Soon after that incident, I lobbied my mother to be allowed to go to boarding school. The day I arrived there I made a conscious decision to dry my tears and adopt the role of a clown – a role not yet taken by my other sisters – in order to distance myself from the bad person I believed I was.
At the end of my first term, I returned home for the school holidays a different person – confident, funny and a million miles from the sad little girl in the airing cupboard. In my teens I became a rebellious tomboy, adopting the masculine traits of leadership, competitive wit and aggression, and by the time I reached my 20’s I was genuinely off the rails, pretending to my parents I was attending the university I’d enrolled at, whilst indulging in a whirlwind lifestyle of drugs, nightclubs, unsuitable lovers and dangerous escapades. Typical of someone with trauma in their psyche, I was out to prove to myself and the world that I was indeed destructive and guilty.
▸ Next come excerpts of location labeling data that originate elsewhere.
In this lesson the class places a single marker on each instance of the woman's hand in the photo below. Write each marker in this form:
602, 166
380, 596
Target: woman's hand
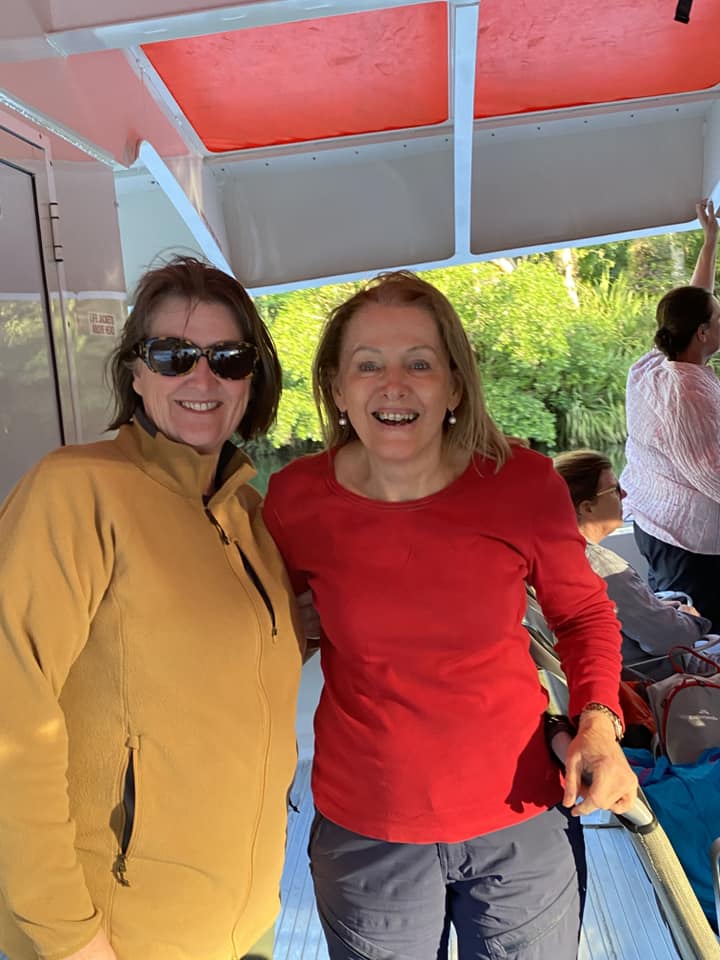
98, 949
595, 753
708, 219
311, 623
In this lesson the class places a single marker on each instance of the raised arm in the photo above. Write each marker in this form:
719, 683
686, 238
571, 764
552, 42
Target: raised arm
704, 274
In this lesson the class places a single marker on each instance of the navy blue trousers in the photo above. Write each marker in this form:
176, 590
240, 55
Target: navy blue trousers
515, 893
672, 568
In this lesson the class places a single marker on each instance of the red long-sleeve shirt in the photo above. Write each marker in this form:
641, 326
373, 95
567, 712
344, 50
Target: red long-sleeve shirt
429, 724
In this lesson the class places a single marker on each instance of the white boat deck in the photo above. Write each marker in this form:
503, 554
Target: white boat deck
622, 920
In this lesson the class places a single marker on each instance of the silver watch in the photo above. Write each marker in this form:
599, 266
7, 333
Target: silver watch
601, 708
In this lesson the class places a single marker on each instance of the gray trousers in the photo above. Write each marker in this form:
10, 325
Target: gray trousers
515, 893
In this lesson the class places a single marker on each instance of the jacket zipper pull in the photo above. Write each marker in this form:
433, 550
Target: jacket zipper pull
120, 869
211, 517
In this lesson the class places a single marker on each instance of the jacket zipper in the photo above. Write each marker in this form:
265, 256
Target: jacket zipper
129, 802
249, 570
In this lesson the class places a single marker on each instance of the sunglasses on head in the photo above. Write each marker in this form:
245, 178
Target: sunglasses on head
176, 357
615, 488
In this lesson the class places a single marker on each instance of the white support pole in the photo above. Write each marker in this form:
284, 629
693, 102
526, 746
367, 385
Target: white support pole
463, 52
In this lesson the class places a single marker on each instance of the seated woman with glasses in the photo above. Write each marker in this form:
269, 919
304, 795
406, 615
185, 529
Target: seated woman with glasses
149, 657
650, 626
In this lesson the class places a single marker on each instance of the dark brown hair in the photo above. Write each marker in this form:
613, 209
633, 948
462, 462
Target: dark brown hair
680, 312
474, 429
197, 282
581, 469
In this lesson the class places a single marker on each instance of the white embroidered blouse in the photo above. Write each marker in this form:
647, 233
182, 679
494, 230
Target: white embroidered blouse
672, 477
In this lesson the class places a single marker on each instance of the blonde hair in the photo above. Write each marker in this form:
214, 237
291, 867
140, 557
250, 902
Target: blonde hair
474, 429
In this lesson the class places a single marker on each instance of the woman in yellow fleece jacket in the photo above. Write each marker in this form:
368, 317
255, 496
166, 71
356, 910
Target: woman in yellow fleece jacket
149, 656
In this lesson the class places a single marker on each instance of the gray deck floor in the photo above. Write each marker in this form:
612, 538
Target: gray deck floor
622, 921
At the age of 23, I finally plucked up the courage to audition for drama school and after I graduated, I performed on the London stage but lacked the emotional stability to handle the uncertainty inherent in the acting profession. The years passed and I married, founded a business, and had children, but my mental health was marred by unresolved anger towards my mother and sister, manifesting in damaged relationships and abandoned projects. I dreamed of writing comedy, but my creative flame was easily snuffed out by lack of self-belief and besides, the role of writer in my family was already spoken for.
When my husband asked me for a divorce, plunging my heart into despair, a voice within me whispered ‘time to do the work’ and I remembered a friend telling me about how doing the the Hoffman Process had saved her marriage.
I arrived at Florence House full of fear but determined not to use humour to avoid being vulnerable in the group. There was too much at stake for me to sabotage this opportunity.
From the very first day, I felt safe enough to remove my clown mask and re-connect with the inner child I had tried so hard to bury. In return she taught me to see the value in feeling my feelings in order to heal my childhood wounds rather than doing everything possible to anaesthetise them by drinking too much, avoiding situations where I wasn’t in control and courting conflict rather than peace.
Towards the end of the week I’d learnt a variety of techniques to soothe myself whenever these feelings arose and I finally began to see myself reflected in others as compassionate and kind rather than destructive and guilty, so much so that my mantra on departing was ’I deserve my place in the group’.
Since leaving Hoffman, my marriage has recovered, and I am finally taking my creativity seriously. I have won a prestigious TV scriptwriting competition with the sister I thought I could never forgive. I am now a professional stand up comedian, and I perform as both myself and the myriad of characters that live in my head, some of them dating back to the airing cupboard! I have written and produced cabarets, a one woman show, a radio comedy series and I am in the process of founding a creative empowerment coaching venture called My Time Now – applying the wisdom I’ve learnt in a light-hearted, authentic way to empower women ready to embrace their creativity and take the steps necessary to make their dream come true. But the greatest gift that Hoffman has given me is deep sense that my twin brother is smiling down on me, and cheering me on, every step of the way.
Top Tips for Finding Your Creative Voice
1. Remember what you loved doing as a child and re-visit that passion.
2. Record each sabotaging thought and counter-argue in the positive.
3. Give yourself a deadline to complete your first project.
4. Meditate every morning on your creative goal, imagine yourself in the act of doing what makes your heart sing and succeeding at it.
5. Find your champions, people who will help you realise your dream. Be bold and ask for help, learn from successful people in your chosen field.